Interaction between CX3CL1 and CX3CR1 regulates vasculitis induced by immune complex deposition.

A type III hypersensitivity reaction induced by an immune complex, such as leukocytoclastic vasculitis, is mediated by inflammatory cell infiltration that is highly regulated by multiple adhesion molecules. CX3CL1, a ligand for CX3C chemokine receptor 1 (CX3CR1), has recently been identified as a key mediator of leukocyte adhesion that functions without the recruitment of integrins or selectin-mediated rolling. To elucidate the role of CX3CL1 and CX3CR1 in the development of leukocytoclastic vasculitis, the cutaneous and peritoneal reverse Arthus reactions, classic experimental models for immune complex-mediated tissue injury, were examined in mice lacking CX3CR1. CX3CL1 expression in sera and lesional skin of patients with polyarteritis nodosa (PN) and healthy controls was also examined. Edema and hemorrhage were significantly reduced in CX3CR1(-/-) mice compared with wild-type mice. Infiltration of neutrophils and mast cells and expression of IL-6 and tumor necrosis factor-α were also decreased in CX3CR1(-/-) mice. CX3CL1 was expressed in endothelial cells during the cutaneous reverse Arthus reactions.
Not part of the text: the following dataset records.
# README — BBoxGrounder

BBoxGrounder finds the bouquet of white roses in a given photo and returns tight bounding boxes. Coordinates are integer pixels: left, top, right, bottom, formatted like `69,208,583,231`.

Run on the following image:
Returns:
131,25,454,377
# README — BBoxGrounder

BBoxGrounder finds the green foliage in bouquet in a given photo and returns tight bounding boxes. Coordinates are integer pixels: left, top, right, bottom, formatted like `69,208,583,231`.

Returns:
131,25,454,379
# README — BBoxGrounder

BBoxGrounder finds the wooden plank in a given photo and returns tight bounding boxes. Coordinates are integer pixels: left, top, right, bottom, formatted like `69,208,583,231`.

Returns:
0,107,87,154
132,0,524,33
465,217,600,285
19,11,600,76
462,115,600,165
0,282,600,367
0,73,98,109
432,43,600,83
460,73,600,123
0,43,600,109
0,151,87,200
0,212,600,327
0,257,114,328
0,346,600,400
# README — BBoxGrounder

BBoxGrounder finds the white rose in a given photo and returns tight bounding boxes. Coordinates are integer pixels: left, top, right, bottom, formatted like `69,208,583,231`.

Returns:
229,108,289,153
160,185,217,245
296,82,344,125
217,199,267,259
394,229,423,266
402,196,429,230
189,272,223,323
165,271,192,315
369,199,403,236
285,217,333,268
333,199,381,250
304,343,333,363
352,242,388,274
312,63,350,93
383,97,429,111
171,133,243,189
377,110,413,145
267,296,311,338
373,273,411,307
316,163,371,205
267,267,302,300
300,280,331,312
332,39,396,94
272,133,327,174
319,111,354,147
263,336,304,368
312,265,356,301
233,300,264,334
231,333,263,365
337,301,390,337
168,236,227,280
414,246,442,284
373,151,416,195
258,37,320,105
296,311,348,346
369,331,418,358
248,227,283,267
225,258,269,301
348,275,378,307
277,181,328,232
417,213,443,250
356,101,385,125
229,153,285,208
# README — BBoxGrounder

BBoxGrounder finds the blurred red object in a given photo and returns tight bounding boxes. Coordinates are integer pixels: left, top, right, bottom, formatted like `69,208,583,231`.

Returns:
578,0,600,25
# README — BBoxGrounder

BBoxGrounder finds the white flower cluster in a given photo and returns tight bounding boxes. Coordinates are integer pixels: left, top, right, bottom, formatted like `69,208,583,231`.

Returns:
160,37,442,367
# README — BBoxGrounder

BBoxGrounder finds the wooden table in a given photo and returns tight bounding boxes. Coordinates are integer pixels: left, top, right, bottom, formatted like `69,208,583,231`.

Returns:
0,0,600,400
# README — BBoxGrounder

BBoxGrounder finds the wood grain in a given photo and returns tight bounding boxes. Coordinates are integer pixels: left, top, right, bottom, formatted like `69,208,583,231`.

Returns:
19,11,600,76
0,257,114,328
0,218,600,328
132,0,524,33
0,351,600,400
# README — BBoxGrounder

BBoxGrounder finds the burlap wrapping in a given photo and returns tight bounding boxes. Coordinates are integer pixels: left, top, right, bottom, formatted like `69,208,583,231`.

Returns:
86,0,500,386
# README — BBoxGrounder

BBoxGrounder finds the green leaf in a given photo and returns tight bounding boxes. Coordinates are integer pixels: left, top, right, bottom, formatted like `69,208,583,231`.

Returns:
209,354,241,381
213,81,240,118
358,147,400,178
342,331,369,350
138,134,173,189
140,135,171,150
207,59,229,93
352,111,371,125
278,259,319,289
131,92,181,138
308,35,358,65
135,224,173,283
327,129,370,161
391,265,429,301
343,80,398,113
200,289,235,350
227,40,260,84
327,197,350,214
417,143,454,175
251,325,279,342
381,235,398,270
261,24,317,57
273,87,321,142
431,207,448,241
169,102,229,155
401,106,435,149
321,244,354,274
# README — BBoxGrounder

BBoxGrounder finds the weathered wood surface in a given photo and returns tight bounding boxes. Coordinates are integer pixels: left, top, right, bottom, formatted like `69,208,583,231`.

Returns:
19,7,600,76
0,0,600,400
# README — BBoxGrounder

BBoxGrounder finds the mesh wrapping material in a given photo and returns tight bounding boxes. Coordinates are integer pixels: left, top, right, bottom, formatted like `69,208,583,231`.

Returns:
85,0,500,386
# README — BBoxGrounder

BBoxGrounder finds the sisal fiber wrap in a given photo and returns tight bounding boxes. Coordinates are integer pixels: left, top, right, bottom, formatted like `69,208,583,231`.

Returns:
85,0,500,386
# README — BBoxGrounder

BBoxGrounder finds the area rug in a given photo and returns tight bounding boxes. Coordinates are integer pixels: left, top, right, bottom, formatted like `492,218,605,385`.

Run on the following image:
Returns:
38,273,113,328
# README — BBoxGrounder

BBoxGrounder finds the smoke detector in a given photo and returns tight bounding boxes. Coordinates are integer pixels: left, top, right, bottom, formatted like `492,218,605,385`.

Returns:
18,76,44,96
Furthermore, serum CX3CL1 levels were significantly higher in patients with PN than in healthy controls. Endothelial cells in lesional skin of patients with PN strongly expressed CX3CL1. These results suggest that interactions between CX3CL1 and CX3CR1 may contribute to the development of leukocytoclastic vasculitis by regulating neutrophil and mast cell recruitment and cytokine expression.